TRIBUNAL DE JUSTIÇA DO ESTADO DO PIAUÍ
ÓRGÃO JULGADOR : 3ª Câmara Especializada Cível
APELAÇÃO CÍVEL (198) No 0801170-87.2022.8.18.0078
Apelante: ANTÔNIA ALENCAR DE OLIVEIRA
Advogado: Carlos Eduardo de Carvalho Pionório ( OAB/PI nº18.076)
Apelado: BANCO BRADESCO S/A
Advogado: Frederico Nunes Mendes de Carvalho Filho ( OAB/PI nº9.024 )
RELATOR(A): Desembargador AGRIMAR RODRIGUES DE ARAÚJO
EMENTA
APELAÇÃO CÍVEL. CONSUMIDOR. PROCESSO CIVIL. EXIGÊNCIA, PELO JUÍZO A QUO, DE PROCURAÇÃO AD JUDICIA COM FIRMA RECONHECIDA PARA REPRESENTAÇÃO JUDICIAL, SOB PENA DE INDEFERIMENTO DA INICIAL. DESNECESSIDADE. REFORMA DA SENTENÇA. RETORNO DOS AUTOS À ORIGEM. RECURSO CONHECIDO E PROVIDO.
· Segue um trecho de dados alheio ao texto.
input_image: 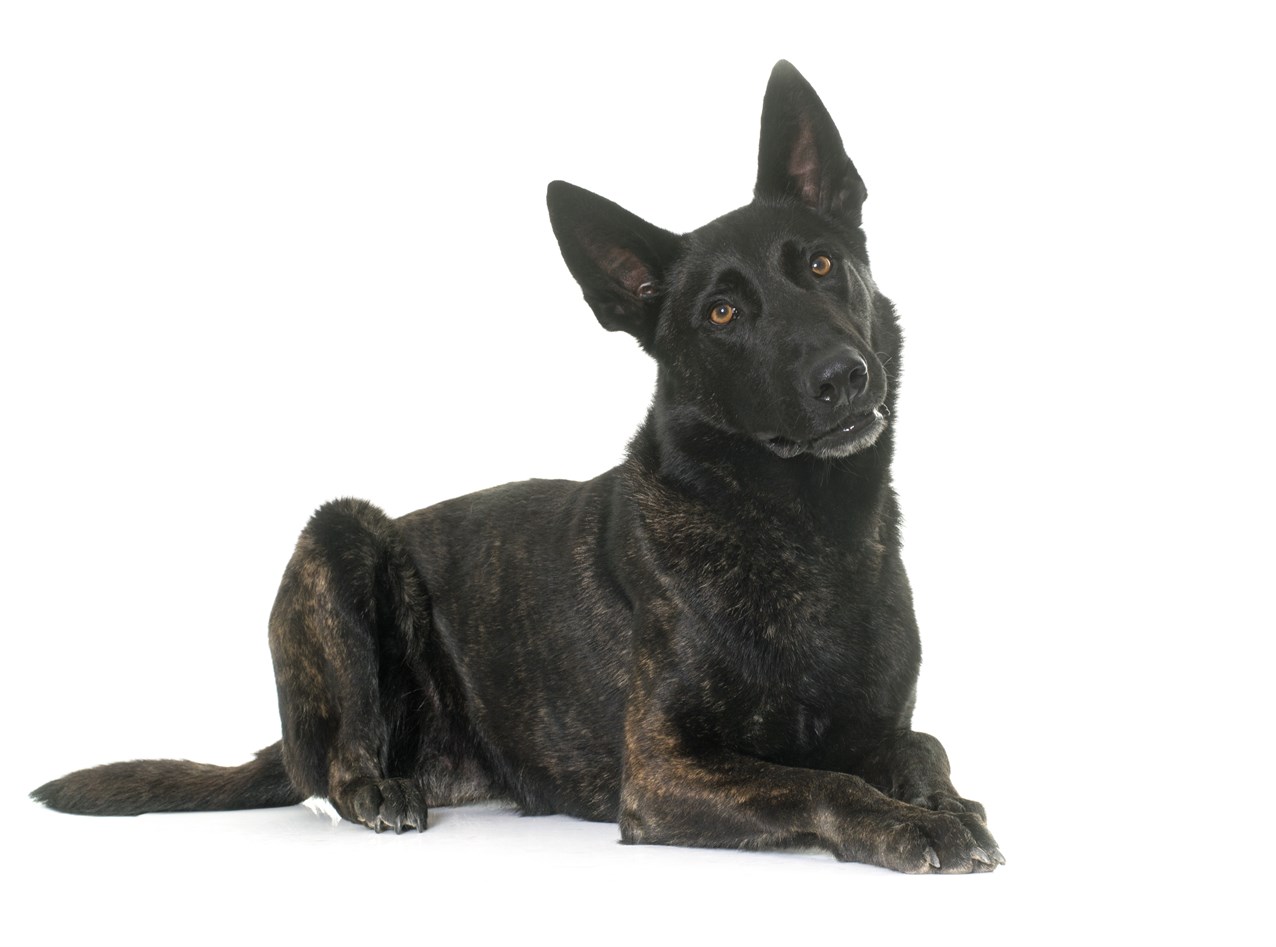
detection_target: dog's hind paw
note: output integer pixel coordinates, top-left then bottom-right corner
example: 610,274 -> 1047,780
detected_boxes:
332,779 -> 429,835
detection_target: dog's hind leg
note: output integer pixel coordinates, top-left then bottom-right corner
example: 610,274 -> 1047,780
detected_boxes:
271,499 -> 438,832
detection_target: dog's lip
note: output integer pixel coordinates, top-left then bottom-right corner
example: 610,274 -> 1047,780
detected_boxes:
810,407 -> 882,444
767,405 -> 889,452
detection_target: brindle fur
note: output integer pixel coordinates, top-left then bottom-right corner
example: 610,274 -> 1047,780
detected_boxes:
33,63 -> 1003,872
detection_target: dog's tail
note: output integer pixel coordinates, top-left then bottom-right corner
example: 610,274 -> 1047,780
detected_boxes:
31,743 -> 306,816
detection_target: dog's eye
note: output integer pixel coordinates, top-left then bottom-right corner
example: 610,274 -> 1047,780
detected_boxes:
709,302 -> 735,325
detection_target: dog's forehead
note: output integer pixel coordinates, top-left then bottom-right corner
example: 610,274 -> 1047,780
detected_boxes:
686,203 -> 837,267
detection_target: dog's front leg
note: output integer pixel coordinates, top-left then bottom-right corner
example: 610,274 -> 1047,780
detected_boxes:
620,714 -> 998,873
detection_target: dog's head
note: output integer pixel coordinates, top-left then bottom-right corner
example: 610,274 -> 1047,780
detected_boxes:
549,63 -> 898,458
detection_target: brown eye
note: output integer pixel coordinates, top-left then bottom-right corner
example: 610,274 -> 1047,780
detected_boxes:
709,302 -> 735,325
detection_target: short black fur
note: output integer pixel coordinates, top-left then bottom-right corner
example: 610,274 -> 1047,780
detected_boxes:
32,63 -> 1003,872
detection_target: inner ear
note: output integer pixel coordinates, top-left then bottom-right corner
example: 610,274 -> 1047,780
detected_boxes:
587,239 -> 656,299
754,61 -> 866,226
547,181 -> 681,348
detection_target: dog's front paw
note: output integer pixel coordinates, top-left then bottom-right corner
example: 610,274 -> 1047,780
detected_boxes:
905,791 -> 988,823
332,779 -> 429,835
852,812 -> 1005,874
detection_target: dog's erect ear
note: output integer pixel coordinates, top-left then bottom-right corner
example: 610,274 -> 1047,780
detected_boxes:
546,181 -> 680,348
753,60 -> 868,227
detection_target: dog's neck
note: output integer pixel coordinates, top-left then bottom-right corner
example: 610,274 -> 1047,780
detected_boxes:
629,394 -> 893,539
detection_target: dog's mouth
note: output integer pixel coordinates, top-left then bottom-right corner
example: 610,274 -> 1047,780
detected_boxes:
763,405 -> 891,459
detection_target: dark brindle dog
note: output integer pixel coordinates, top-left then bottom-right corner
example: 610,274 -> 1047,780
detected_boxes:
33,63 -> 1003,872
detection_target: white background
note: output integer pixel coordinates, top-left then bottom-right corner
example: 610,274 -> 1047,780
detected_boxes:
0,3 -> 1276,944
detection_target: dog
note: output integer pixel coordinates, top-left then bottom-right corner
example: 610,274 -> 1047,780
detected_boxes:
32,61 -> 1004,873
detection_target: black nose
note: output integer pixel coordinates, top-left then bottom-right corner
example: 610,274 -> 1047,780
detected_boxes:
806,347 -> 869,406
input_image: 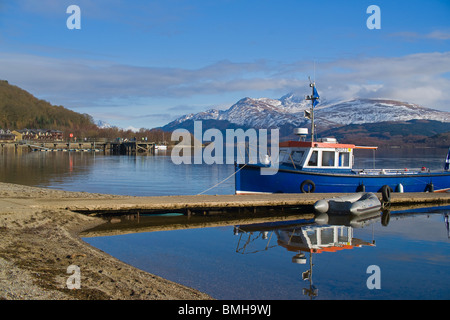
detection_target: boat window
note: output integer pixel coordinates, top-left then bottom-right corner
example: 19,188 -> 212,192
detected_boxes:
292,151 -> 305,163
278,150 -> 289,163
322,151 -> 334,167
308,151 -> 318,167
339,152 -> 350,167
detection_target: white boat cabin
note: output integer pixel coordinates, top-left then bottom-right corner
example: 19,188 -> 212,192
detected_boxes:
279,138 -> 357,170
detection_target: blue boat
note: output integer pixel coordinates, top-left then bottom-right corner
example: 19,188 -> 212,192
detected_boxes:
235,82 -> 450,197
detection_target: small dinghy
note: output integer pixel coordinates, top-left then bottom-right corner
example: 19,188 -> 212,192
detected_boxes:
314,192 -> 381,215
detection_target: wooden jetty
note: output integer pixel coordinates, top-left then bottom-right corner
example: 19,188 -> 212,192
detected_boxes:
0,141 -> 160,155
33,193 -> 450,216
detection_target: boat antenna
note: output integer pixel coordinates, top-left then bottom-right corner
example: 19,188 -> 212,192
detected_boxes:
306,75 -> 319,142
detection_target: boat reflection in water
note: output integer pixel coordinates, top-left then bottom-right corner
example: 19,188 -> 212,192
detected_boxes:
234,211 -> 384,298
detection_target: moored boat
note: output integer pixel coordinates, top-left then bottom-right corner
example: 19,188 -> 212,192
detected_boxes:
235,83 -> 450,195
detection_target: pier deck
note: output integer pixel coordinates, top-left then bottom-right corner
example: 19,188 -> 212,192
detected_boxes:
0,193 -> 450,214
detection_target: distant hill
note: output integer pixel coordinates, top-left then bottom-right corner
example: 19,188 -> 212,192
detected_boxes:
0,80 -> 96,131
319,120 -> 450,147
162,94 -> 450,145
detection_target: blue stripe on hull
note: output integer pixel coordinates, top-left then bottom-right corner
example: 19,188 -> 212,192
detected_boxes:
236,165 -> 450,193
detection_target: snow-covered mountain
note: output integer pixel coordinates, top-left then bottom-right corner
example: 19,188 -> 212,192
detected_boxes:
165,94 -> 450,130
95,120 -> 113,129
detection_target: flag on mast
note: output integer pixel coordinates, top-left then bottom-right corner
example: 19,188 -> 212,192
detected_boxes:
312,86 -> 320,107
444,148 -> 450,171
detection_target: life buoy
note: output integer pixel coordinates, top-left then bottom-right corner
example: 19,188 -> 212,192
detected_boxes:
425,182 -> 434,192
300,180 -> 316,193
381,185 -> 391,203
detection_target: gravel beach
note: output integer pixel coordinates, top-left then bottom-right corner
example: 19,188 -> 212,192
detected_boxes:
0,183 -> 212,300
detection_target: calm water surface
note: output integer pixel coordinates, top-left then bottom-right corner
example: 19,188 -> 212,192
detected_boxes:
0,150 -> 450,299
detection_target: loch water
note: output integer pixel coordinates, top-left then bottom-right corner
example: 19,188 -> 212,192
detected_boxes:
0,150 -> 450,300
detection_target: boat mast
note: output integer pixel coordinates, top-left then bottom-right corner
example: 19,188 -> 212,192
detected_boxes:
306,77 -> 319,142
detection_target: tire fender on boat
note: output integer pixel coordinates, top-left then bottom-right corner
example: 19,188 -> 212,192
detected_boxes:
300,180 -> 316,193
381,185 -> 391,203
425,182 -> 434,192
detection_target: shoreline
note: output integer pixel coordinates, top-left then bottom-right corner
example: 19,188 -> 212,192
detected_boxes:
0,183 -> 212,300
0,182 -> 450,300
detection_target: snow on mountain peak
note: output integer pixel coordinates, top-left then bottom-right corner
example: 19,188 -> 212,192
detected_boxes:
167,93 -> 450,128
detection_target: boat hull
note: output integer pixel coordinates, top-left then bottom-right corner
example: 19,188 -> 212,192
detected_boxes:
235,164 -> 450,194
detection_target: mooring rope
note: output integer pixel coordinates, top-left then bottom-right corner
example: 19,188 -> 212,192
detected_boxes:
197,163 -> 247,196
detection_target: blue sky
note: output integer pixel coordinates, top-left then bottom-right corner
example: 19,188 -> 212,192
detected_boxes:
0,0 -> 450,128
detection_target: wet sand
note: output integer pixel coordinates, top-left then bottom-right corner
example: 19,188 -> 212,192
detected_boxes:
0,183 -> 211,300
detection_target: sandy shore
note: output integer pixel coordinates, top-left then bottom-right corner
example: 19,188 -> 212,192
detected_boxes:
0,183 -> 211,300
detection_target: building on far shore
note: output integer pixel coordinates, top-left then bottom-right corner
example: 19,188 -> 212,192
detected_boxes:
11,129 -> 64,141
0,129 -> 16,142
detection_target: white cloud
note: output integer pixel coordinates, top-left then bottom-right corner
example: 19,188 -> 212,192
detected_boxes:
0,52 -> 450,127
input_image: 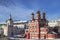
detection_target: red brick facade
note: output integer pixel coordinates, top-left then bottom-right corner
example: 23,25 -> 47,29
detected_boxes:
25,11 -> 56,39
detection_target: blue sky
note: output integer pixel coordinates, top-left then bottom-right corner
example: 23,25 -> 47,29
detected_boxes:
0,0 -> 60,22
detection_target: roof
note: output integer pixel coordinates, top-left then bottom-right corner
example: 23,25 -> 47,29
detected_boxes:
0,20 -> 28,24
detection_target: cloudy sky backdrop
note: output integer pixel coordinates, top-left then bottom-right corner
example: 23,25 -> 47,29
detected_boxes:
0,0 -> 60,22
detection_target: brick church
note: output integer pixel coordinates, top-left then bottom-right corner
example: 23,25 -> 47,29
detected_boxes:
25,11 -> 57,39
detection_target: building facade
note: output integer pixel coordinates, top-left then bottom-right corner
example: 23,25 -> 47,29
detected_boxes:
25,11 -> 57,39
0,15 -> 28,37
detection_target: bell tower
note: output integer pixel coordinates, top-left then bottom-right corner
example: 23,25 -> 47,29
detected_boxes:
7,14 -> 13,37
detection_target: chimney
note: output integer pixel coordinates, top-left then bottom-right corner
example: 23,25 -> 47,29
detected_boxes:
42,12 -> 45,19
36,11 -> 41,20
31,13 -> 34,20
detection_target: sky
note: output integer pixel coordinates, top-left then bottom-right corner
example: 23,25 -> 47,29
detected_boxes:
0,0 -> 60,22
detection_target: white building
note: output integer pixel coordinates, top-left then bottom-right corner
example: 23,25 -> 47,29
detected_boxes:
48,20 -> 57,27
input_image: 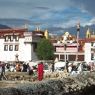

1. A sentença recorrida não deve prevalecer por ser, nas circunstâncias da causa, desproporcional, irrazoável e ilegal.
2. A relação de direito material controvertida é de cunho consumerista. Assim, observando a hipossuficiência do consumidor frente a instituição financeira, invertido o ônus da prova em favor daquele.
3. Desse modo, o ônus a respeito da comprovação da regularidade do contrato em questão, bem como da demonstração do regular pagamento do valor do empréstimo à parte Autora, ora Apelante, é do Banco Réu, ora Apelado.
4. Desnecessária a procuração ad judicia pública para representação de pessoa não alfabetizada, muito menos de procuração com firma reconhecida para representação judicial de pessoas alfabetizadas, nos termos do art. 595 do CC/02 e da jurisprudência formada por esta 3ª Câmara Especializada Cível.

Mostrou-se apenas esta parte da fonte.